Crofoot fordert, Schlaf nicht allein als physiologischen Vorgang im Körper des Einzelnen zu begreifen, sondern als kollektiven Prozess. Auch im Tierreich zeigt sich ein Zusammenhang zwischen geteiltem Schlaf und weniger Schlafeffizienz. „Je mehr Paviane gemeinsam in einem Baum schlafen, desto öfter wacht der Einzelne nachts auf, desto fragmentierter ist sein Schlaf.“
Das muss aber kein Problem sein. „Fragmentierter Schlaf führt nicht unbedingt zu Schlafmangel“, betont Crofoot. Paviane ruhen etwa elf Stunden täglich, schlafen davon aber nur etwa neun Stunden – nicht zuletzt, weil Artgenossen sie immer wieder im Schlaf wecken. Trotzdem gibt es keine Anzeichen, dass sie deshalb Schlaf aufholen müssen.
Ständiges Aufwachen: Fragmentierter Schlaf gilt als unproblematisch
„Auch beim Menschen ist ein fragmentierter Schlaf nicht unbedingt schlimm“, sagt Schlafforscherin Christine Blume. Solange der Einzelne insgesamt genug Schlaf bekommt, seien kleinere Aufwachphasen in der Regel unproblematisch. Allerdings sei unsere Vorstellung davon, was guter Schlaf ist, immer auch eine gesellschaftliche Frage. Der Schlafrhythmus von Menschen in den industrialisierten Gesellschaften des Westens ist durch die Arbeitswelt geprägt: Unser Job bestimmt, wann wir morgens aufstehen müssen und wann wir zu Bett gehen, der zeitliche Rahmen ist meist wenig flexibel.
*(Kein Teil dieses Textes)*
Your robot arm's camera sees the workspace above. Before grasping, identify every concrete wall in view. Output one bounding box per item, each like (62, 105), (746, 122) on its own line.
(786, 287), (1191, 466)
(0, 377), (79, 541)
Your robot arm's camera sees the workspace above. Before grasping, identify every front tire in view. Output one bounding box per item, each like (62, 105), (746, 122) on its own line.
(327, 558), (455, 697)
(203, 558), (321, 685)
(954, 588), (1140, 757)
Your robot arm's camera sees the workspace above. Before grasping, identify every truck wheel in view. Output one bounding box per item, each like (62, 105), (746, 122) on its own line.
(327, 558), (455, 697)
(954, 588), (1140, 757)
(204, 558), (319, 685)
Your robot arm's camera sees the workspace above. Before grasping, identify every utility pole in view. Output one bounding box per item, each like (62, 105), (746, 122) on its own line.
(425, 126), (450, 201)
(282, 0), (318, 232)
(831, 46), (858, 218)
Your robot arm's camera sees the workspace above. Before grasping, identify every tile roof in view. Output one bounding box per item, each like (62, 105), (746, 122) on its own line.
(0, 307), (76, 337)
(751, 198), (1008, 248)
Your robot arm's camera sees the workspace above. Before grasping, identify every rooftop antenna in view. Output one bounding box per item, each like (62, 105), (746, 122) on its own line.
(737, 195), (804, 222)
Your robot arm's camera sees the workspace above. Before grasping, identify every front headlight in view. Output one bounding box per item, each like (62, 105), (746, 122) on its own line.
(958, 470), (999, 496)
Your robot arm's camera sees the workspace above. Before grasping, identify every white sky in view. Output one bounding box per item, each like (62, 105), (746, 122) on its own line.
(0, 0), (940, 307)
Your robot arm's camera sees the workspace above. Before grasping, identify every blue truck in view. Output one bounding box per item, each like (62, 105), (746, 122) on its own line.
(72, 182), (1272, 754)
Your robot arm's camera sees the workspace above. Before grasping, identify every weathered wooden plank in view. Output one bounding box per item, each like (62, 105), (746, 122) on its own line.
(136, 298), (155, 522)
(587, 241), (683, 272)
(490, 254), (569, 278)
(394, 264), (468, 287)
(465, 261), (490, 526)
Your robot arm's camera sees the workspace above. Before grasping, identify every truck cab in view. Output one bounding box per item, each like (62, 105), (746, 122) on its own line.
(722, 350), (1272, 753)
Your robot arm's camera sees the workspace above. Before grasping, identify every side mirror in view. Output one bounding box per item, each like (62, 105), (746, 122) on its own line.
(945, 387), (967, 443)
Insofern wünschen sich viele Menschen, ihre Schlafeffizienz zu optimieren und Störungen möglichst zu vermeiden.
Sollte man nun also lieber allein oder in Gesellschaft schlafen? „Letztlich kann man aus Statistiken nie auf den Einzelfall schließen“, sagt Christine Blume. Individuelle Gewohnheiten und Vorlieben beim Schlaf sind vielfältig. Die Schlafforscherin rät, sich nicht zu sehr von gesellschaftlichen Normen oder den Daten der smarten Armbanduhr leiten zu lassen. Stattdessen sollte man darauf achten, was sich für einen selbst richtig anfühlt
„Wenn es sich nicht gut anfühlt, kann man sich fragen: Was lässt sich daran ändern?“ Leidet der Schlaf eines Partners etwa massiv unter den nächtlichen Geräuschen des anderen, sei es ein legitimer Wunsch, lieber getrennt zu schlafen – ohne, dass dies irgendetwas über die Qualität der Beziehung aussagt. Wichtig sei hier, ein offenes Gespräch zu suchen.